- Directed by: Nick Efteriades
- Written by: Nick Efteriades
- Produced by: Jamie Dakoyannis Athena Efter
- Starring: Rick Stear; Ed Setrakian; Joseph D'Onofrio; Paige Turco; Geraldine LiBrandi;
- Cinematography: Elia Lyssy
- Edited by: Stuart Emanuel
- Music by: Nikos Papazoglou
- Production companies: Astoria Partners Marevan Pictures
- Release dates: 10 March 2000 (Santa Barbara Film Festival); 5 April 2002 (US);
- Running time: 103 minutes
- Country: United States
- Language: English

= Astoria (film) =

Astoria is a 2000 American drama film directed by Nick Efteriades, starring Rick Stear, Ed Setrakian, Joseph D'Onofrio, Paige Turco and Geraldine LiBrandi.

==Cast==
- Rick Stear as Alex
- Ed Setrakian as Demos
- Joseph D'Onofrio as Theo
- Paige Turco as Elena
- Geraldine LiBrandi as Soula
- Steven J. Christopher as Lakis
- Yanni Sfinias as Mitsos
- Gregory Sims as George
- Stelio Savante as Nick
- Chelsea Altman as Betty

==Release==
The film premiered at the Santa Barbara International Film Festival on 10 March 2000. The film was released in theatres on 5 April 2002.

==Reception==
Lawrence Van Gelder of The New York Times wrote that while Efteriades "may not have generated many sparks", with his "affection for Astoria and its people", he has "given his tale a warm glow". Gene Seymour of Newsday rated the film 3 stars out of 5 and wrote that while "the verbiage grows quite thick in patches" and "the story itself is fairly predictable", there are "intriguing variations of light and shadow that, while not exactly freshening the coming-of-age conventions, add deft touches of polish and grit."
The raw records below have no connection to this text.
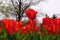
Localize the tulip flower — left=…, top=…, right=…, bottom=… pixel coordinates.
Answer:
left=18, top=21, right=23, bottom=29
left=26, top=9, right=37, bottom=19
left=29, top=19, right=37, bottom=26
left=43, top=17, right=51, bottom=25
left=0, top=26, right=2, bottom=33
left=35, top=26, right=40, bottom=32
left=2, top=19, right=9, bottom=27
left=53, top=19, right=60, bottom=34
left=20, top=26, right=28, bottom=35
left=26, top=24, right=35, bottom=32
left=43, top=17, right=58, bottom=35
left=2, top=19, right=18, bottom=35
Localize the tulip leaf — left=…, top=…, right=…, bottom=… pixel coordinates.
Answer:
left=57, top=35, right=60, bottom=40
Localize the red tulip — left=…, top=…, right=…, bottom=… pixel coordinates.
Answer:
left=26, top=24, right=35, bottom=32
left=33, top=19, right=37, bottom=26
left=2, top=19, right=9, bottom=27
left=20, top=26, right=28, bottom=35
left=2, top=19, right=24, bottom=35
left=43, top=24, right=52, bottom=34
left=35, top=26, right=44, bottom=36
left=0, top=26, right=2, bottom=33
left=43, top=24, right=48, bottom=30
left=29, top=19, right=34, bottom=26
left=35, top=26, right=40, bottom=32
left=53, top=19, right=60, bottom=34
left=2, top=19, right=19, bottom=35
left=43, top=17, right=58, bottom=35
left=26, top=9, right=37, bottom=19
left=15, top=21, right=23, bottom=32
left=47, top=27, right=51, bottom=34
left=51, top=25, right=57, bottom=34
left=18, top=21, right=23, bottom=29
left=53, top=18, right=60, bottom=25
left=15, top=22, right=19, bottom=32
left=6, top=20, right=17, bottom=35
left=43, top=17, right=51, bottom=25
left=29, top=19, right=37, bottom=26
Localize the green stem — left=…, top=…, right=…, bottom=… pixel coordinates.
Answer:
left=7, top=34, right=16, bottom=40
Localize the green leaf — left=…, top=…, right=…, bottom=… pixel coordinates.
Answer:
left=48, top=34, right=56, bottom=40
left=57, top=35, right=60, bottom=40
left=39, top=34, right=43, bottom=40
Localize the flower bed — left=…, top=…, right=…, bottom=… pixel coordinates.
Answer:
left=0, top=9, right=60, bottom=40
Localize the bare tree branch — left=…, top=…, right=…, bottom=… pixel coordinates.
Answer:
left=10, top=0, right=18, bottom=14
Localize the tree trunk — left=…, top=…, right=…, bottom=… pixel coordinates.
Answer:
left=18, top=0, right=21, bottom=21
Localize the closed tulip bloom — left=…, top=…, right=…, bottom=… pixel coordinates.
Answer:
left=26, top=9, right=37, bottom=19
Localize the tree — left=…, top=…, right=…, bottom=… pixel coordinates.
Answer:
left=0, top=0, right=42, bottom=21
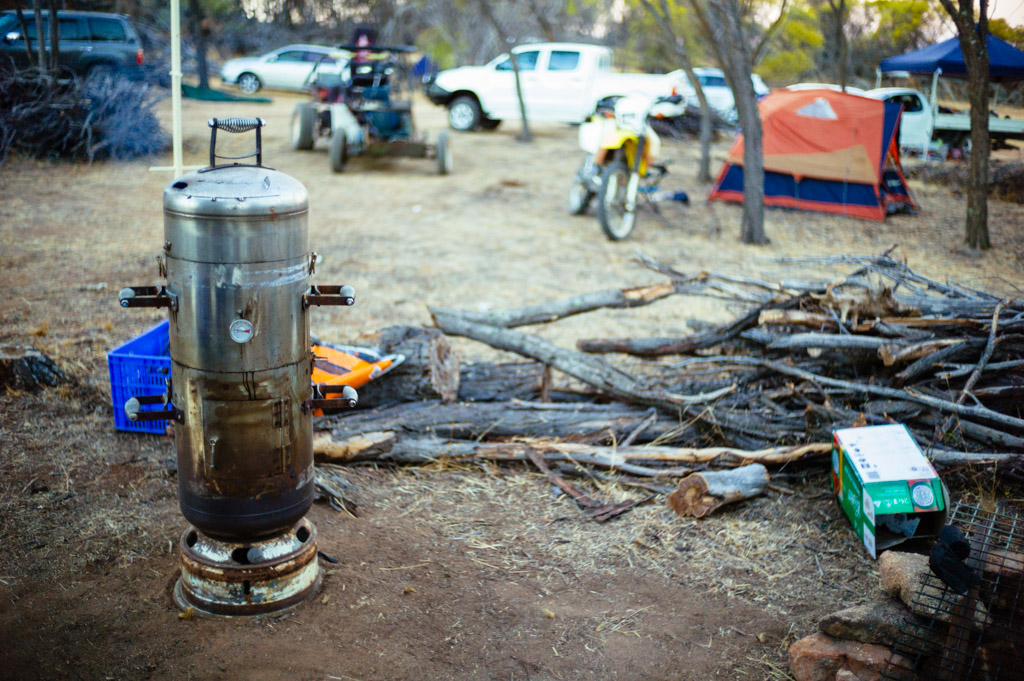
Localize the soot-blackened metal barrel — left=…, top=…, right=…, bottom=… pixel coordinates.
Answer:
left=163, top=162, right=314, bottom=539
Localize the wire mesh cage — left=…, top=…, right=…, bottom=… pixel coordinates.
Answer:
left=881, top=503, right=1024, bottom=681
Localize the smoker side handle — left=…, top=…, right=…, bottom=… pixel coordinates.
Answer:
left=303, top=284, right=355, bottom=308
left=119, top=286, right=178, bottom=311
left=303, top=384, right=358, bottom=413
left=124, top=395, right=183, bottom=423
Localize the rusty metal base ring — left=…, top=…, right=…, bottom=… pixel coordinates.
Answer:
left=174, top=518, right=321, bottom=616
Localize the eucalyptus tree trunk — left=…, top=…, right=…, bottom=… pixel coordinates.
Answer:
left=189, top=0, right=210, bottom=89
left=13, top=5, right=34, bottom=65
left=475, top=0, right=532, bottom=142
left=705, top=0, right=767, bottom=244
left=939, top=0, right=991, bottom=249
left=31, top=0, right=47, bottom=72
left=642, top=0, right=714, bottom=183
left=47, top=0, right=58, bottom=77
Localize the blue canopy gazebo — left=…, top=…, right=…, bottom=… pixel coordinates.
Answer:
left=878, top=33, right=1024, bottom=83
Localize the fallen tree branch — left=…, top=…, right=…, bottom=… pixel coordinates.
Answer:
left=935, top=302, right=1005, bottom=442
left=312, top=431, right=832, bottom=468
left=430, top=281, right=676, bottom=328
left=697, top=356, right=1024, bottom=431
left=430, top=310, right=735, bottom=411
left=527, top=450, right=644, bottom=522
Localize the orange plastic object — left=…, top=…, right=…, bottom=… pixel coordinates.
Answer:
left=310, top=344, right=399, bottom=416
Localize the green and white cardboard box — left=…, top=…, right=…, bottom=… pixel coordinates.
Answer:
left=831, top=424, right=948, bottom=559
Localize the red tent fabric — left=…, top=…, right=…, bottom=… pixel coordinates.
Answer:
left=709, top=89, right=916, bottom=221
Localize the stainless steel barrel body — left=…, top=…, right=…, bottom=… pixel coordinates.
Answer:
left=164, top=166, right=314, bottom=539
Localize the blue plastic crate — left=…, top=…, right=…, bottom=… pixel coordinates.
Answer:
left=108, top=320, right=171, bottom=434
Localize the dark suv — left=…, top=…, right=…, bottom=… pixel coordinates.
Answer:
left=0, top=10, right=143, bottom=80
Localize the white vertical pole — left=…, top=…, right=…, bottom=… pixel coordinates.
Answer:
left=170, top=0, right=183, bottom=177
Maitland McDonagh of TV Guide rated the film 2.5 stars out of 5 and wrote that while the film is "efficiently directed and acted", it is a "very familiar tale", and "it's hard to feel its pull". Todd McCarthy of Variety wrote that the film "lacks the originality and vitality required of an indie to make it in the real world."